In order for us to include ULIDs in the report we generate for you, students must use their University ID (UID) on the Opscan sheet in the field that says "Social Security Number" or "University ID". Social Security Numbers or specially-generated classroom identification numbers will not work.

When you submit the job to Opscan, make sure to check the box that says "Scores for Blackboard" on the job request form along with any other reports you want. (If you want us to email the file, then you must set up a password with us to encrypt the Excel file and thus protect students' UIDs). In an email message, you will receive an Excel file that lists the students' names, UIDs, university login identifications (ULIDs), and scores. The column of ULIDs is titled “User ID” because Blackboard uses that term. A sample of such a file is shown here. If our scanner was unable to read a UID or unable to match it to a student, then no ULID is inserted.

Sample of Scores for Blackboard Excel File

To prepare the file for use with Blackboard

  1. In the top of Column D, you should change the word "Score" to the name you wish to give this test in Blackboard. If necessary, manually type in any missing ULIDs in the User ID column.
  2. Delete the Student Name column and University ID column. Keep the columns of scores and ULIDs (User IDs).
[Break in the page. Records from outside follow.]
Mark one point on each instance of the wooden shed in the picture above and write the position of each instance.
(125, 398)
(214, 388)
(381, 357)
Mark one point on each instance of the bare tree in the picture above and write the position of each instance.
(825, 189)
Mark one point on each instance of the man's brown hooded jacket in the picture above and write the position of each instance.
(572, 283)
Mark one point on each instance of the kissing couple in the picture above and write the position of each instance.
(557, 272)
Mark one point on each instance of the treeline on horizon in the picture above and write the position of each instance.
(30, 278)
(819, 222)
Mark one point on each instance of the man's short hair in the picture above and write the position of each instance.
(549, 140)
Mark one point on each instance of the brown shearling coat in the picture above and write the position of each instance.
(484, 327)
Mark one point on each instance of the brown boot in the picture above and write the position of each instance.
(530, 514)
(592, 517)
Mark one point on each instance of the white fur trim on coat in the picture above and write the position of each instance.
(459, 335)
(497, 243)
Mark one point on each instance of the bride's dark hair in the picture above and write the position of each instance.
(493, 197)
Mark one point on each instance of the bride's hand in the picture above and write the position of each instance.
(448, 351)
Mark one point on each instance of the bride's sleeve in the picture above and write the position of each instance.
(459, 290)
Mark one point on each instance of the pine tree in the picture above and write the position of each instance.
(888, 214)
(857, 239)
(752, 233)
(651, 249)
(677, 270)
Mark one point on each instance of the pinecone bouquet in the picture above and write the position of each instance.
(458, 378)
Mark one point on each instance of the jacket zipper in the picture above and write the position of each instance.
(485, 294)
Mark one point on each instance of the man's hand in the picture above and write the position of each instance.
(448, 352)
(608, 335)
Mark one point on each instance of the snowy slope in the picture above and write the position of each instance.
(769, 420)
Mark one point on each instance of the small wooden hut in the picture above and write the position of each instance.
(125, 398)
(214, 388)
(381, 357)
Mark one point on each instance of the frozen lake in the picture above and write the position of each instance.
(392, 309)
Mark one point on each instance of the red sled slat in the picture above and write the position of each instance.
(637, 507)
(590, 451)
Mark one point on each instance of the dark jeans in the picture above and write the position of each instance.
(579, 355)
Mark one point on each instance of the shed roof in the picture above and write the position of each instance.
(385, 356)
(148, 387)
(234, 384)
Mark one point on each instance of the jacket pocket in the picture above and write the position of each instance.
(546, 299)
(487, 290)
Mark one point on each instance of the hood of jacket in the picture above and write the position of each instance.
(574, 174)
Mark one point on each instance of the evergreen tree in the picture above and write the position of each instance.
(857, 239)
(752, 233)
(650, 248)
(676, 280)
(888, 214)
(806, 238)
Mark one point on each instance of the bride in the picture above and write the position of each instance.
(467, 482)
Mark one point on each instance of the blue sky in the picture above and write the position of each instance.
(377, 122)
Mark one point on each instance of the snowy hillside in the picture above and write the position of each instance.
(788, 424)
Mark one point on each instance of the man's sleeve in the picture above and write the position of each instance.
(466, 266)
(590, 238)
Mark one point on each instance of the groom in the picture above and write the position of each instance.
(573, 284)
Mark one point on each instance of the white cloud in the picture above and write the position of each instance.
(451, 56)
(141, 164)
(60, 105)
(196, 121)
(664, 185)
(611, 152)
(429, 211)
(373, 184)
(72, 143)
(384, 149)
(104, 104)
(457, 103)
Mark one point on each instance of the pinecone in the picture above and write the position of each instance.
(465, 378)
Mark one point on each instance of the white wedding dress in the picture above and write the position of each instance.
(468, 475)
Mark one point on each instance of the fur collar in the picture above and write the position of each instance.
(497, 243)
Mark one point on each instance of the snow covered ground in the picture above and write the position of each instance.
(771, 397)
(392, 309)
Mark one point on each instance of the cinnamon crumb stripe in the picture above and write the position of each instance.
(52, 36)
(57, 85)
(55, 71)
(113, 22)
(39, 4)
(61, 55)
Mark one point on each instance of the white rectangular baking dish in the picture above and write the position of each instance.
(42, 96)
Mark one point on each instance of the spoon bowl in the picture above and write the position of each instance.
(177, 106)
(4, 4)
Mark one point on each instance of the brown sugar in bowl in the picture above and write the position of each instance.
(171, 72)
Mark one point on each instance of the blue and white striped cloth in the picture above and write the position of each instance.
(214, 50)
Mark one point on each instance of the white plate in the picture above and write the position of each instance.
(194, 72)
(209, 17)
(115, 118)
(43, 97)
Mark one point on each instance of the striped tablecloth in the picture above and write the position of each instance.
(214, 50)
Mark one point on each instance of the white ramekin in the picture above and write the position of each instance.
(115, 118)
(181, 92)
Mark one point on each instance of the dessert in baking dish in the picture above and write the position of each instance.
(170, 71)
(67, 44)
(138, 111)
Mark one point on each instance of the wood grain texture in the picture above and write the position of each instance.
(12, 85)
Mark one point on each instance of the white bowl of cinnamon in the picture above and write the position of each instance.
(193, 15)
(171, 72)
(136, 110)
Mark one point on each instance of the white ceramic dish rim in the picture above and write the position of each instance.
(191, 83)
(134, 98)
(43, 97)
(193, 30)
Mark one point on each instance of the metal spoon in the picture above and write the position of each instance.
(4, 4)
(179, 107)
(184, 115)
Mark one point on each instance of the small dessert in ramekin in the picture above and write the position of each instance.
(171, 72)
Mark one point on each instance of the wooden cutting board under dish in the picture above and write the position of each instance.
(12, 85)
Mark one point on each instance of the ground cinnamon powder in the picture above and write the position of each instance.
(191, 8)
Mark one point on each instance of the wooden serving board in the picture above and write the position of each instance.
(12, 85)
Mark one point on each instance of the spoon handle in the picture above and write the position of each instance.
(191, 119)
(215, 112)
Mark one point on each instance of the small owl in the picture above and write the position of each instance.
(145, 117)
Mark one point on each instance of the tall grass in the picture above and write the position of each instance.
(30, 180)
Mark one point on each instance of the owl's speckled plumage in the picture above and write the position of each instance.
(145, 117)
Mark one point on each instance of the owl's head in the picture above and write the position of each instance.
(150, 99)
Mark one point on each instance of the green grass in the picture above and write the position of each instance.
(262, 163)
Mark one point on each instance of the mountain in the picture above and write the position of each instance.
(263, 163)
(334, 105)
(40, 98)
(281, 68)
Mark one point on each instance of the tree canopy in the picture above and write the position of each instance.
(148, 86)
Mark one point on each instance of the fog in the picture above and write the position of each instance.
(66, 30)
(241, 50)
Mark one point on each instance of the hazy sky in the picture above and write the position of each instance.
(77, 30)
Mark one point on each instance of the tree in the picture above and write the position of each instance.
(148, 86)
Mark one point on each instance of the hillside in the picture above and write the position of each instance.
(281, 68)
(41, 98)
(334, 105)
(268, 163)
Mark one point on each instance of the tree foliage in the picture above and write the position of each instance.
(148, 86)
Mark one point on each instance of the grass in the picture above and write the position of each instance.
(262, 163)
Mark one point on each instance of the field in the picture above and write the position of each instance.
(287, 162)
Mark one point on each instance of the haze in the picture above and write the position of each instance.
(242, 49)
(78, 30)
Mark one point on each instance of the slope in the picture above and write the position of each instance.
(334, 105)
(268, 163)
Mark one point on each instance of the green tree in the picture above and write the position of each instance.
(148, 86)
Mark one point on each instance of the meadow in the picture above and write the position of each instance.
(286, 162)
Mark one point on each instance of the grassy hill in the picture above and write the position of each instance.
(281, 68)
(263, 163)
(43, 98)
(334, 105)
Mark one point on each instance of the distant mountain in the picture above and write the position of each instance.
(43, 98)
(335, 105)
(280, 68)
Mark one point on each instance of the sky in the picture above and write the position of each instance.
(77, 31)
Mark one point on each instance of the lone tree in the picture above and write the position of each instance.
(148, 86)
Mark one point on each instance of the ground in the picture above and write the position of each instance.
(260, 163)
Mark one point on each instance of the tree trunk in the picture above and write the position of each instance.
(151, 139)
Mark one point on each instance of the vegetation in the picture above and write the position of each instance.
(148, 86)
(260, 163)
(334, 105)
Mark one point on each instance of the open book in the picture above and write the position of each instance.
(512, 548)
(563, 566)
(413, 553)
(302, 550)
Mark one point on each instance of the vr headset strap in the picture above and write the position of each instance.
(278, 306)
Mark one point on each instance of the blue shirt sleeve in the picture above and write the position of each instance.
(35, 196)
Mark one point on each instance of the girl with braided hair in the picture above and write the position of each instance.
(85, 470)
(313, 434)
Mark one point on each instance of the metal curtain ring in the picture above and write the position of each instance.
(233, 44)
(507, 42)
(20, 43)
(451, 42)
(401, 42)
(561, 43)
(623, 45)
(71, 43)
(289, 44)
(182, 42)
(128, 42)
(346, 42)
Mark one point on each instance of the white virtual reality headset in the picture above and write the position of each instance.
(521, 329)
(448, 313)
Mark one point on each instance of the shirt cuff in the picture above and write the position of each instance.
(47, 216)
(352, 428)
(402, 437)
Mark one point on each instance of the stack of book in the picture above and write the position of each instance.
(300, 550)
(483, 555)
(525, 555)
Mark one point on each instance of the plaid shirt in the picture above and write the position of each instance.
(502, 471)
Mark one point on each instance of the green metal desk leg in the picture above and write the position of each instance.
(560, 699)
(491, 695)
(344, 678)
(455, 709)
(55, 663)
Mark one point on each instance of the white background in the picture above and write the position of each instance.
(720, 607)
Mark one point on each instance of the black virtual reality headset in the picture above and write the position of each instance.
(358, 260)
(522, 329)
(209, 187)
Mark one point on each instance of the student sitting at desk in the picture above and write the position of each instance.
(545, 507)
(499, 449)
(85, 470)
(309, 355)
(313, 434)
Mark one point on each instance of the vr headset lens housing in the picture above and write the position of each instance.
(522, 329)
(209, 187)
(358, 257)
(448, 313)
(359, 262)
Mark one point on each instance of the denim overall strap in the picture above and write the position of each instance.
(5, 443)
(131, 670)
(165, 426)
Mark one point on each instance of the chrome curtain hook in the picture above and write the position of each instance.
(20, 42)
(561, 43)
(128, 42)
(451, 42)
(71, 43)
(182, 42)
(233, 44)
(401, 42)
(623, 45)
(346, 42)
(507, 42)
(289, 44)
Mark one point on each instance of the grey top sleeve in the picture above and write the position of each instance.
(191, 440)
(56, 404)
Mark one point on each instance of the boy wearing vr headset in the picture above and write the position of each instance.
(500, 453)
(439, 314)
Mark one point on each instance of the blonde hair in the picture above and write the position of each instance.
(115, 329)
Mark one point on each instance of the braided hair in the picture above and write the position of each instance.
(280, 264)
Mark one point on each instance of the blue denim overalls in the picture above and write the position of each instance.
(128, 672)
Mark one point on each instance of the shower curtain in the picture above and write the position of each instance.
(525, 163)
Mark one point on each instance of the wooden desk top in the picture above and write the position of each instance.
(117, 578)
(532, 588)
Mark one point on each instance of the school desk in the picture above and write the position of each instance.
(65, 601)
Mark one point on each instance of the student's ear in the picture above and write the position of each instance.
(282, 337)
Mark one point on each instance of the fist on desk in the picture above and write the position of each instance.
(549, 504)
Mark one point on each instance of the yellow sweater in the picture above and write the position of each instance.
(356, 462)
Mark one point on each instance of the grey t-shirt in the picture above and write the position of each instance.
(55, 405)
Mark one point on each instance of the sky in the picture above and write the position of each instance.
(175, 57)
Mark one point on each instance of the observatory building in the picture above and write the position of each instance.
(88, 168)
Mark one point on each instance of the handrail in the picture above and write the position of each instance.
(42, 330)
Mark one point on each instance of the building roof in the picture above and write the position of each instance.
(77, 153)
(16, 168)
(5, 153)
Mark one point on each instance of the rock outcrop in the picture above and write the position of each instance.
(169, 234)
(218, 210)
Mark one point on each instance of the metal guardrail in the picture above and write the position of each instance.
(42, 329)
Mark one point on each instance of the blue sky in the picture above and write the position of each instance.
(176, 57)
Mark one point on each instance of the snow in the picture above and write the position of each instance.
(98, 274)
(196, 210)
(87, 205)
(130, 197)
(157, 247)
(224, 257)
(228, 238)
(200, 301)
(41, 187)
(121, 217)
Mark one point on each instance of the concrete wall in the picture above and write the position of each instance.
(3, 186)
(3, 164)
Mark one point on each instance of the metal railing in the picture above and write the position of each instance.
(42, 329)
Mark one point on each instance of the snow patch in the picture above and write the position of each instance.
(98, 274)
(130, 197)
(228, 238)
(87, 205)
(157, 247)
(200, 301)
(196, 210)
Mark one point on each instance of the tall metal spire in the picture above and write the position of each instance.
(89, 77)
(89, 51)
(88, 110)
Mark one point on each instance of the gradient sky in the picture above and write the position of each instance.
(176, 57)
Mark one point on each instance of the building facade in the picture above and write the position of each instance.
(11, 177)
Deleting the names in the Excel file ensures that the preferred name for a student remains in the Blackboard system and isn't overwritten by the name in the Excel file.
  3. Once you have reviewed the results and believe they are correct, save the file as a CSV (comma-delimited) file.

To import the file into Blackboard CE 6

  1. Make sure you are in the Teach tab.
  2. Click Grade Book in the left-hand side.
  3. Click the button “Import from Spreadsheet.”
  4. Click the Browse button to select the CSV file you created earlier.
  5. Click Upload.
  6. In the next screen, you will be asked to match the columns of your spreadsheet to columns in the gradebook. User ID should already be matched. If the label of the column with the scores exists in the gradebook, that is where they will go. Otherwise, you will be prompted on what to do with the new column.
  7. Once the scores are imported, you will need to turn this column into a grade column by choosing Grade Book options > Column Settings. By default, the Grade Column setting will be No; if you click on the link that says “No” under your column label, it will change the status to Yes and the grades will now be seen.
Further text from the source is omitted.